In one extreme case, Karlson said she remembers a woman who was raped and later forced to marry her attacker so her family could save face.

In most Afghan households only men who  can see a woman's face or speak to her are her close male relatives, which puts women at a serious disadvantage to male counterparts when it comes to improving impoverished areas and enhancing commerce and education.

"Zabul is a very traditional area, and women have very little rights there," Karlson said. "To help bolster them in society, we tried establishing female radio broadcasts, launched a gardening project, hosted female career days and actively sought other avenues to help women establish themselves in society."

According to Karlson, Afghans want a better tomorrow and want to help; they just need their voice to be heard.

"Women would come from far away to meet with us; it was humbling and I'll forever be grateful that not only have I possibly impacted them in some small way (but) they've changed me monumentally," said Karlson, who admits that being home has been hard because in comparison to the horrific problems Afghan women face, conflicts at home seem comparatively small.

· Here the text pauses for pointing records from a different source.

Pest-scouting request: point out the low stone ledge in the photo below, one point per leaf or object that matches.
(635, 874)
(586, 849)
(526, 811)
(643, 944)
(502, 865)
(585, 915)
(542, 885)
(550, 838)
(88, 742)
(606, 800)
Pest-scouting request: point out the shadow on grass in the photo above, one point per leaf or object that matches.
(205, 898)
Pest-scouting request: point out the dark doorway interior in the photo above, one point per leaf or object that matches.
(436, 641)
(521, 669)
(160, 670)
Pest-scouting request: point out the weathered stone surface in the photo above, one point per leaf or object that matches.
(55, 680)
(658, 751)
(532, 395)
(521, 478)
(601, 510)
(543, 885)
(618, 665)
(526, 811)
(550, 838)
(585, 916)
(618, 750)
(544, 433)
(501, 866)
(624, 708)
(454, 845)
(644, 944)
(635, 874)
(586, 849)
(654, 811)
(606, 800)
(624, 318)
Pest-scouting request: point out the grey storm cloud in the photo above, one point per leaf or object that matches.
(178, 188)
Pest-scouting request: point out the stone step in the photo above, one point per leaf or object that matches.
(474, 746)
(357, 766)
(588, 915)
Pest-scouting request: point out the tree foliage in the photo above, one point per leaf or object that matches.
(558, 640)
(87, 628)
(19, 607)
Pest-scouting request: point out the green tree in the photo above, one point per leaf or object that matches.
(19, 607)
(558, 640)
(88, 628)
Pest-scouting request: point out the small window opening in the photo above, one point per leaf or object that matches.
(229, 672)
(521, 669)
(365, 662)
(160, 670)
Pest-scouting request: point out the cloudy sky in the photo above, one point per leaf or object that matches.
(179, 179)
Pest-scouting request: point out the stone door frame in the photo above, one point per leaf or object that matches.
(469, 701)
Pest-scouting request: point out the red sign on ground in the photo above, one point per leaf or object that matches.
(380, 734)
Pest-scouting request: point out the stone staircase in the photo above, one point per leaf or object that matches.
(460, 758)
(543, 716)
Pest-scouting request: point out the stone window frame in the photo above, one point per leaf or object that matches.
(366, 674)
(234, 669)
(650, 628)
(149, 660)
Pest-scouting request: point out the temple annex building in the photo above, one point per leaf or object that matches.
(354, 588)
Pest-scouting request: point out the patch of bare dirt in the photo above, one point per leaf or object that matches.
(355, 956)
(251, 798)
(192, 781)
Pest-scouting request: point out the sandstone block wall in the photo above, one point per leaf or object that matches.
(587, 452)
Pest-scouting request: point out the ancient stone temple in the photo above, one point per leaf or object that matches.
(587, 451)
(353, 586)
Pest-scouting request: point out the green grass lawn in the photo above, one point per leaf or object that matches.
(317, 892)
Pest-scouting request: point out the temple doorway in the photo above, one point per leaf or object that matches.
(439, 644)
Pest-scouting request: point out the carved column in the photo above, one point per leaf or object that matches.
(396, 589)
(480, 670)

With a glisten in her eye, Karlson said her experience in Afghanistan, though extremely troubling in some ways, was the most fruitful experience she's ever had, and will forever be thankful for being given the chance to help.

Still, she said, the horrors of war are never far from mind.

Karlson keeps in regular touch with her security detail, a team of U.S. Army scouts from the 3rd Infantry Division at Fort Stewart, Ga., who are scheduled to return to Georgia in July 2013.

"Those guys are like family; there's really no way to quantify the emotions and bonds that develop at war and in the face of tragedy," Karlson said. "What I do know is this: we lost some great men, great Americans (and) real-life heroes over there. But they didn't die in vain. What we did there meant something and the world will see that someday."